O casal foi detido em 24 de dezembro em Salto do Itararé, Paraná, após serem flagrados tentando trocar de veículo. Antes disso, haviam fugido com o carro da vítima, que foi encontrado em Tatuí, São Paulo. A polícia aguarda a formalização do depoimento do adolescente, que está sob a tutela do Conselho Tutelar de Avaré.

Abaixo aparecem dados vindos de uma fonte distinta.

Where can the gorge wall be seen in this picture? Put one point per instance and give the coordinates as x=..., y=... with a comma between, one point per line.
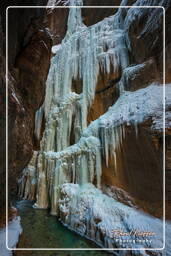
x=103, y=125
x=120, y=149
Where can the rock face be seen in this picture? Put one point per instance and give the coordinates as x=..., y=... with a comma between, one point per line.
x=29, y=50
x=103, y=123
x=111, y=73
x=107, y=222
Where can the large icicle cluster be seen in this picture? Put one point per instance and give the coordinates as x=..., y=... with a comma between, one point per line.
x=109, y=223
x=71, y=152
x=83, y=54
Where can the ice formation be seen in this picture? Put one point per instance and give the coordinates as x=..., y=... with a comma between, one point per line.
x=14, y=230
x=83, y=55
x=91, y=213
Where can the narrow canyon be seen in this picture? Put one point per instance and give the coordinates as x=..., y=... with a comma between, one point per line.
x=88, y=127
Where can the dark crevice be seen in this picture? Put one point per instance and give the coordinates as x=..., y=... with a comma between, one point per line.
x=111, y=84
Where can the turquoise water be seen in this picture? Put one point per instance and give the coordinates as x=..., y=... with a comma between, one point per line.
x=41, y=230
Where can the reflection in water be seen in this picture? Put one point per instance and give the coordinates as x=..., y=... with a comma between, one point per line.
x=41, y=230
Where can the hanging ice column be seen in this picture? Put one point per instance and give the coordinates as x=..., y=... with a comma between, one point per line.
x=84, y=53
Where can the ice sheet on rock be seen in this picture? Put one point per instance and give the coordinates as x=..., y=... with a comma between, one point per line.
x=89, y=212
x=63, y=113
x=132, y=108
x=38, y=121
x=14, y=231
x=84, y=52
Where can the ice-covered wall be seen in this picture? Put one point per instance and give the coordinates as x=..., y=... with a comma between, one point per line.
x=109, y=223
x=84, y=54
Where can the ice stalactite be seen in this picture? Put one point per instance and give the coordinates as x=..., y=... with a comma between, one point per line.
x=84, y=54
x=86, y=210
x=131, y=109
x=38, y=121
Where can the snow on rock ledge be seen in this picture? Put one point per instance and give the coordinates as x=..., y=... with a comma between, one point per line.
x=89, y=212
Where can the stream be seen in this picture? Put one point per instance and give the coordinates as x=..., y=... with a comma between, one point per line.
x=41, y=230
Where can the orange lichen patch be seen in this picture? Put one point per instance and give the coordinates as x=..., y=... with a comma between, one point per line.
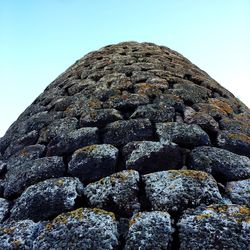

As escavações no poço, que já ultrapassaram 30 metros de profundidade, começaram em 30 de dezembro, coordenadas pela Polícia Civil com apoio do Corpo de Bombeiros e da Secretaria de Obras de Bauru. A casa da idosa foi demolida para facilitar as buscas. A polícia também aguarda dados bancários dos suspeitos, após a Justiça autorizar a quebra do sigilo, para investigar a hipótese de motivação financeira.